Priva is a member of the AMA Health System Program, which provides enterprise solutions to equip leadership, physicians and care teams with resources to help drive the future of medicine.
Dr. Patel recently shared her story in “Becoming your own boss: Transitioning into private practice affiliated with a health system,” an episode of the “AMA Thriving in Private Practice” podcast.
Dr. Patel completed her pediatrics residency at Rush University Medical College, followed by a pediatric neurology residency at Northwestern University/Children’s Memorial Hospital. She then completed her fellowship in clinical neurophysiology specializing in epilepsy at The Ohio State University/Nationwide Children’s Hospital in Columbus.
“In academic practice, so much is done for you that you don't get exposed to the business ins and outs of practice,” Dr. Patel said on the podcast, adding that she needed to learn those business aspects of medical practice quickly.
“I do feel as though the things that were difficult were primarily things like billing and insurance, because that was something I really wasn't previously exposed to or responsible for,” she said. “Being in private practice, whether you're ordering tests or figuring out medications that are on formulary, those are done through a system that insurance is required to authorize.”
Seeking practice autonomy, control
Dr. Patel was working at Children’s Hospital of Orange County as a pediatric neurologist when she asked herself do I want to leave my hospital system and become a physician with an independent practice?
“My answer was a resounding ‘yes,’ in fact, navigating difficult decisions was one of the main reasons why I wanted to establish my own practice,” Dr. Patel wrote in her column.
“Practice ownership meant more autonomy, more independence, more control over my destiny as a physician to change health care and help my patients,” she added. “This monumental decision was followed by another, equally perplexing question: How?”
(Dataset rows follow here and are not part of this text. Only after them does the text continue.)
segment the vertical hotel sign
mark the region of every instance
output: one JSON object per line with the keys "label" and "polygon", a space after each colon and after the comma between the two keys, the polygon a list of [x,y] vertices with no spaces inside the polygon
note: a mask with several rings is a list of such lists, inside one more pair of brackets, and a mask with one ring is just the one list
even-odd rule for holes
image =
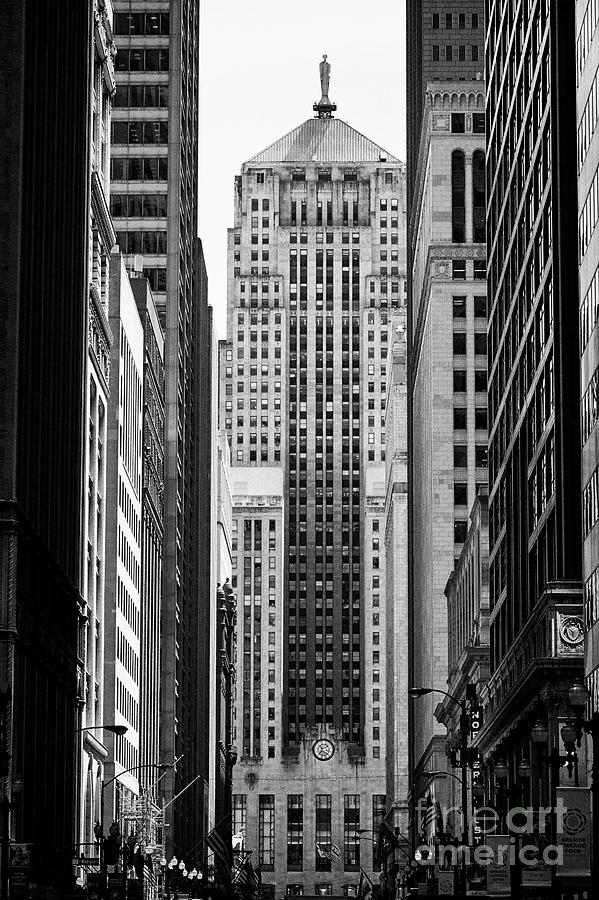
{"label": "vertical hotel sign", "polygon": [[562,878],[591,876],[591,790],[558,787],[557,808],[563,810],[557,823],[556,844],[562,850],[558,874]]}
{"label": "vertical hotel sign", "polygon": [[485,843],[493,851],[492,859],[487,866],[487,896],[509,897],[512,891],[510,835],[487,834]]}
Dr. Patel decided that what she wanted was to have her own practice but with an affiliation with a larger medical group. In researching her options, she learned about Privia and then spoke with a Privia-affiliated neurologist who told her that Privia could provide the practice arrangement she was looking for.
“You run your office exactly the way you want to, but you have the support of having the same electronic medical record system and billing system and ability to look at your charts with your colleagues that are also part of Privia Medical Group,” Dr. Patel said on the podcast.
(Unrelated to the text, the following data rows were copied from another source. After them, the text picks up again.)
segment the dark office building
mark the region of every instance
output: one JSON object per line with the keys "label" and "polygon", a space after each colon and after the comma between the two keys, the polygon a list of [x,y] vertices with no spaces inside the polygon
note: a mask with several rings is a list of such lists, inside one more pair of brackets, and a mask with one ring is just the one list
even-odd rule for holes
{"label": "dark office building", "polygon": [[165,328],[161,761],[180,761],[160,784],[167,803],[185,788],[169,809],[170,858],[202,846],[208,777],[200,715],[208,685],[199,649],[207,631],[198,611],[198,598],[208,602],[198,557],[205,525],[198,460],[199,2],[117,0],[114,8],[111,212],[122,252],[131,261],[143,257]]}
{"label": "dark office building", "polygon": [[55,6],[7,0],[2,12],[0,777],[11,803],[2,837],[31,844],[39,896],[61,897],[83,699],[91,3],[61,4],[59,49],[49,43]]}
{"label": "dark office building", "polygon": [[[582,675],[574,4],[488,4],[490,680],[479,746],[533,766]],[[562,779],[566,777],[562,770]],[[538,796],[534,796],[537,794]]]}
“One of the biggest efficiencies is credentialing,” she added. “They completely hold your hand through all of your insurance credentialing.”
In addition, Privia helped her with legal compliance issues, IT setup, recruiting staff, marketing and website design.
“It is a daunting task to start your own business when you're trained” as a physician, Dr. Patel said. “So to be able to have that help, have a place to ask for that help, I think it was what gave me the confidence to move forward was starting my own practice.”